Дома нагородил чушь, что буду писать для местной газеты статьи про театр, и под этим предлогом стал ходить на все Ее спектакли. Маман отнеслась к затее подозрительно, но, в конце концов, одобрила. Чем бы дитя не тешилось, лишь бы не пило. Пить я и, правда, бросил. Без пива был пьяный. Один раз все-таки выпил для храбрости, когда отправил Ей первый букет. Затем это вошло в привычку. Слал букет перед каждым спектаклем. Тут объявили благотворительное представление на нужды старых и отставных актеров, я сделал анонимный вклад. Затем последовало представление в пользу больницы для рабочих, я снова вложился. Деньги маман давала с трудом. Но я впервые поборол свое косноязычие и убедил ее, что эти траты хорошо скажутся на репутации семьи в городе. Роль анонимного вздыхателя мне сильно не нравилась. Я клял себя за трусость, но ничего не мог с собой поделать. Ни решительно войти в гримерку, ни скромно представиться, ни даже надписать визитку в букет у меня не хватало духу. Все, что я мог, так это тратить деньги на благородные затеи ее театральной труппы. В жизни, в отличие от пьесы, никакой Вари, которая обстряпала первое свидание, не оказалось. На конец, труппа устроила прощальный банкет, я был в отчаянии. Солнце сияло, все возбужденные, бегали, чокались, выпивали, брали и давали автографы, а я стоял мрачнее тучи в углу и разглядывал потрескавшийся паркет под ногами. Вдруг, как сквозь вату, услышал, что меня кто-то зовет. Я поднял голову и увидел напротив себя ее смеющиеся глаза. Она что-то говорила, но я не слышал. Я смотрел на нее, как на чудо. Она взяла меня за руку и куда-то потащила.

На следующий день я впервые назвал ее по имени. Правда, я был не один такой. Вокруг Анны реял довольно большой рой поклонников. Но я был самым преданным, и, определенно, самым богатым паладином. По крайней мере последовать за ней в турне никто кроме меня не смог. Маман узнала мои планы и потребовала прекратить интрижку с актрисой. Я устроил скандал. Кричал, что Анна – луч света в темном царстве, а маман – Кабаниха. Сказал, что застрелюсь, если не получу деньги на поездку. В поезд я сел с полным кошельком. Анна оценила мой порыв – я стал ее фаворитом. В турне я снимал ей лучшие номера и заваливал сцену цветами.
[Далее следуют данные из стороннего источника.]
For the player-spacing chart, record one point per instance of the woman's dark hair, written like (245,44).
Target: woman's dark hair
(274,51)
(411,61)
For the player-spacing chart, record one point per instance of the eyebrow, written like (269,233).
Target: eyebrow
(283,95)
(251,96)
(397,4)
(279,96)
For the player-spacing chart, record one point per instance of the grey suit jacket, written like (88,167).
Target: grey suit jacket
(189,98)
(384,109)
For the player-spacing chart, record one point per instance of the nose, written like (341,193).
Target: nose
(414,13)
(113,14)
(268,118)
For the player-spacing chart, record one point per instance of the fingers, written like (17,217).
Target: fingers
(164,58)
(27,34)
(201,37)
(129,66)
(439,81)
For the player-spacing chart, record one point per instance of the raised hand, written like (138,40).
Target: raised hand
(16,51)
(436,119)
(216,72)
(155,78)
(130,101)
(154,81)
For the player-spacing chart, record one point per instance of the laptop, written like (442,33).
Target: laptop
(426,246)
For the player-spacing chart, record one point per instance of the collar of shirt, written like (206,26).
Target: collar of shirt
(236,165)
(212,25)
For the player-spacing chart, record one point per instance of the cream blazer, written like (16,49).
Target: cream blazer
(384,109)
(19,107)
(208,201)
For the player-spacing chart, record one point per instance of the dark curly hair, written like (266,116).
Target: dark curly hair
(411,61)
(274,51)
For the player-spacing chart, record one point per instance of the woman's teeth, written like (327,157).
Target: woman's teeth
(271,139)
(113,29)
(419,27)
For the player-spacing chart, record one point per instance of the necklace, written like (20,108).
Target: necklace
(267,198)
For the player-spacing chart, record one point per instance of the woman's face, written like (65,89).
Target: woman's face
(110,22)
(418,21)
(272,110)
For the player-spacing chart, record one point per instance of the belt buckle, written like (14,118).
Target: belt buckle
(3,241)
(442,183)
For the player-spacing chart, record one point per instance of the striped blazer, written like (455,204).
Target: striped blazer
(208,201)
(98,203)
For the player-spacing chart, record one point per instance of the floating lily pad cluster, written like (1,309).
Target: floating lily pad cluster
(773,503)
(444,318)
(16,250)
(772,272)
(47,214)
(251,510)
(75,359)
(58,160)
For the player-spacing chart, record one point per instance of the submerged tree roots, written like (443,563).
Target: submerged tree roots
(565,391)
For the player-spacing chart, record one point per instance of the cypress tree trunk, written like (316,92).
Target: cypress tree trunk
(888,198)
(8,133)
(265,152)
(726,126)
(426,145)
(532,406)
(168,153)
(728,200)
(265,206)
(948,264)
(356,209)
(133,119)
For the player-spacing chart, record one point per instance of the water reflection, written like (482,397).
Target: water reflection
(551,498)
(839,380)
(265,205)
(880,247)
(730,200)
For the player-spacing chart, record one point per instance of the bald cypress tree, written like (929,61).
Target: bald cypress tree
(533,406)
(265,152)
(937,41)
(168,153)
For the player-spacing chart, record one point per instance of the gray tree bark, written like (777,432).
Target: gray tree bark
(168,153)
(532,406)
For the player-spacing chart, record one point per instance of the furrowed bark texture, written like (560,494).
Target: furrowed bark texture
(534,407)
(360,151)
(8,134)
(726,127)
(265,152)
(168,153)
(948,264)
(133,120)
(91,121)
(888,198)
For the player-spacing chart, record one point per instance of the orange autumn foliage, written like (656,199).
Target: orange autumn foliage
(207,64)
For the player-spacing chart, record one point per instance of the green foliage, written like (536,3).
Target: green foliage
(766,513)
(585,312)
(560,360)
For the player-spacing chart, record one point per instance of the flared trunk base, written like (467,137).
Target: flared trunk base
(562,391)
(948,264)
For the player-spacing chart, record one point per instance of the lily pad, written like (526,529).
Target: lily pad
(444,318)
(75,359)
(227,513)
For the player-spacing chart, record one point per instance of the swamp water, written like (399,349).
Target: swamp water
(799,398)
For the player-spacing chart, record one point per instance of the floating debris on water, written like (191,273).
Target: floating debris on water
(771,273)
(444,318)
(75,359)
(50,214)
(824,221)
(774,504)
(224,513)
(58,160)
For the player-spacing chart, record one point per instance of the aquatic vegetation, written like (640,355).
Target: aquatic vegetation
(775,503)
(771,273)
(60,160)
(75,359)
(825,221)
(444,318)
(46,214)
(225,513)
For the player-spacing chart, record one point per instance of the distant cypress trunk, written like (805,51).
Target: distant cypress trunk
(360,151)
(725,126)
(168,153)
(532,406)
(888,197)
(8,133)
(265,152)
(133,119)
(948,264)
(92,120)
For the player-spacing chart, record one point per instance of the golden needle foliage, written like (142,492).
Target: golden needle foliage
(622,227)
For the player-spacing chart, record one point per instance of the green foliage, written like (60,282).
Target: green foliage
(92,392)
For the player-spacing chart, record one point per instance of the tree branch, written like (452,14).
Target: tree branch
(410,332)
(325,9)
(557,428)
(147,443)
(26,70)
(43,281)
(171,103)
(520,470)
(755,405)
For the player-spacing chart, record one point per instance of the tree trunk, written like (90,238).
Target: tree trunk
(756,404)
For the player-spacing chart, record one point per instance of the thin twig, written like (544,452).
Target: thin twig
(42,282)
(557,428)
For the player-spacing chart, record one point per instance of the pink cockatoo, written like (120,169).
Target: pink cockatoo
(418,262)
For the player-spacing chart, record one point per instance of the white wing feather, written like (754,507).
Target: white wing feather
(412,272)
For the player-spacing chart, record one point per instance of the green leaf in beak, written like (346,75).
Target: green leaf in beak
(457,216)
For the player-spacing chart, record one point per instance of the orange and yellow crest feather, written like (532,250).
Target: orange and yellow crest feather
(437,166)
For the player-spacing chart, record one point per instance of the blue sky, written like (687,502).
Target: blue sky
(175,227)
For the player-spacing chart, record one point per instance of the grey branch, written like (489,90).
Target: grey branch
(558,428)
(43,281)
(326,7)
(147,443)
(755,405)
Когда театр вернулся в столицу, я таскался за Анной на все концерты и поэтические вечера. Помню, как-то она декламировала стихи модного декадента: «Отвезите меня в Гималаи, отвезите меня насовсем! А не то я завою, а не то я залаю! А не то я кого-нибудь съем!»

Когда я в эйфории воскликнул, что готов отвезти ее на край света, она ответила, что пока согласна только на Европу.

Впрочем, деньги ее не интересовали. Она так и сказала: «Деньги я презираю. Вот если бы вы предложили мне выйти за вас замуж, я бы не пошла, потому что вы богаты. Между нами стоят ваши деньги. Деньги и брак – это мещанство». Я тогда сильно расстроился, потому что именно это и собирался ей предложить. Свое сердце и кошелек. «Личное счастье невозможно, – продолжала она, – пока вокруг торжествует темное царство». Оказалось, что она ненавидит темное царство не только на сцене, но и в жизни. Я в этом убедился, когда кочуя за ней по компаниям и кружкам, очутился на сходке социалистов. Анну встретили там как старую знакомую. Долго обсуждали новую статью Плеханова. Галдели и ругались так, что было слышно на улице. Я боялся, как бы соседи городового не вызвали. Дали слово Анне. Она произнесла пламенную речь о бесправии женщин. Получилось не хуже, чем на сцене. Через неделю я и сам участвовал в дебатах. Рассуждал о прогрессе и об отсталости. Хотя, конечно, основное мое участие сводилось к финансированию различных инициатив. Неожиданно, моя персона стала предметом серьезного спора между фракциями. Можно ли меня считать полноправным членом партии или я всего лишь сочувствующий. Сторонники строго устава требовали от члена партии реальной революционной деятельности, то есть фактически нелегальной. Они ссылались на постановление какого-то съезда и авторитет какого-то старика. Сторонники широкого охвата считали членом партии всякого разделяющего идеи. «Хорош социалист! – исходила желчью партия строгих, тыкая в меня пальцем, – владелец заводов и фабрик, где рабочие угнетаются 11 часов в сутки!» «Нельзя закрывать двери перед желающими вступить в партию, – защищалась партия мягких, – иначе партия превратится в закрытую секту, а не в массовую политическую силу». Провели голосование. Строгих оказалось большинство. Мне стало обидно: люди ели мои пирожные, а своим меня все равно не считали. Анна со скорбным лицом присоединилась к большинству. «Ты должен доказать свою верность партии, – торжественно заявила она, и добавила чуть тише, – если хочешь остаться… с… нами». «И как я должен доказать свою верность?» – спросил я, глядя прямо ей в глаза. Она молчала. Тут из за ее плеча раздался голос: « Восьмичасовой рабочий день».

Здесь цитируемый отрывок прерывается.